I suck down a big mouthful. The act of pressing the bottle to my lips calms me too, because I know what’s next. The bliss of numbness. I pour the rest of the bottle into my flask and jam it into my pocket. Head outside, grab a flashlight, step onto the boardwalk and follow the circle of blue-white light back to the bus. To sleep. With any luck, a deep, empty sleep.
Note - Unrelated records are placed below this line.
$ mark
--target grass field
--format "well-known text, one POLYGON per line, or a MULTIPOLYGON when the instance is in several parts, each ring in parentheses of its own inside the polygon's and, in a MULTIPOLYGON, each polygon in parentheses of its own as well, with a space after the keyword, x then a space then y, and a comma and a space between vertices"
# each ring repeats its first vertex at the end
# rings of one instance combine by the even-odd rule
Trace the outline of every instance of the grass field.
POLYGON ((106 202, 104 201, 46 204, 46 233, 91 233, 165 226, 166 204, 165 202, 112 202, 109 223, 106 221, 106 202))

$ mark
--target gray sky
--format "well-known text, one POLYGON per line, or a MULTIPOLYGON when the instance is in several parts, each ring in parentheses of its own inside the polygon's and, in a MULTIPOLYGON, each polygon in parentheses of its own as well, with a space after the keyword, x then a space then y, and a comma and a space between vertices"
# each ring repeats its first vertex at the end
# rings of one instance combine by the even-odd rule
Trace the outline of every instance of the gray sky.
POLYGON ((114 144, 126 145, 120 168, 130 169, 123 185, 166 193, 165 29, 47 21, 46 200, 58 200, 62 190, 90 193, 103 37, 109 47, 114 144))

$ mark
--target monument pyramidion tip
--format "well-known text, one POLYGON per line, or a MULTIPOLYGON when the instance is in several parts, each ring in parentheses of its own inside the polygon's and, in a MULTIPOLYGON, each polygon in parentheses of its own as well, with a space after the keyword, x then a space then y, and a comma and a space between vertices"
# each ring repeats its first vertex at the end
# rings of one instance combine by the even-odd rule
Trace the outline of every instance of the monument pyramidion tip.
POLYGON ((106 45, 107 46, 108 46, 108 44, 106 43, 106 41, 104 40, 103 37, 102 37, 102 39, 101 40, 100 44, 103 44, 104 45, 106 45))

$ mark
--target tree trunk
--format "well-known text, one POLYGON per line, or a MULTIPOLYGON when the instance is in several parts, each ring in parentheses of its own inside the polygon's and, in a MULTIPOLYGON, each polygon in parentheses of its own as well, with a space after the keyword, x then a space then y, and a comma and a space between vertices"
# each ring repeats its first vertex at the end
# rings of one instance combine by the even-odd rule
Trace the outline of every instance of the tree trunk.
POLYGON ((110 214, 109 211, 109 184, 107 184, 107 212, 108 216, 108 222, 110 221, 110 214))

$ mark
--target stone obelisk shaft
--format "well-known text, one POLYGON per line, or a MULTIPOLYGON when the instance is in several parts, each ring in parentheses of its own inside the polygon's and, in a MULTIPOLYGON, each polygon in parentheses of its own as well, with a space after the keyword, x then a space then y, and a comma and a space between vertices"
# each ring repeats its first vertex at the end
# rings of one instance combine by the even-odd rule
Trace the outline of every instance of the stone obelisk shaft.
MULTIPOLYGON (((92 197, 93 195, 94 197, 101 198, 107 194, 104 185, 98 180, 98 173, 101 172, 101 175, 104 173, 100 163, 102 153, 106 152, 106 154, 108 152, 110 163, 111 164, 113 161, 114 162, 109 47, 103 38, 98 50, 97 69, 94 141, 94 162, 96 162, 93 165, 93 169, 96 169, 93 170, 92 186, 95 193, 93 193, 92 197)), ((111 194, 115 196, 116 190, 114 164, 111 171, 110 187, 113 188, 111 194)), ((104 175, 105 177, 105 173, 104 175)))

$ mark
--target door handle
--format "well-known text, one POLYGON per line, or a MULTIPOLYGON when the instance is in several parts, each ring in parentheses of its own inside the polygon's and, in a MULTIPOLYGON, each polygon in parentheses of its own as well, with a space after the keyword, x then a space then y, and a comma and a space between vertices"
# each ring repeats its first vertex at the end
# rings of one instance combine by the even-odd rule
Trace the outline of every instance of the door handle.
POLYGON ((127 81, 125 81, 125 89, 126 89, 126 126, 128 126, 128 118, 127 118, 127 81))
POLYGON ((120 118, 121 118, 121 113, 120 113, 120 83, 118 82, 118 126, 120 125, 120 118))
When I’m far enough away from camp that I can’t see the fire, I click off the light and stand there in the dark. Feel those two pairs of eyes on me. Consider turning around and confronting them, but that’s the problem: The eyes are always behind me, no matter which direction I turn.

I click the light on and walk.

Okay, plan for tomorrow.

Step one, find someone with a car who can drive me to town to buy a shitload of whiskey. As much as I can manage so that I never run out again. Maybe Aesop. He has a car, and seems to have some kind of hard-on for getting me to be social.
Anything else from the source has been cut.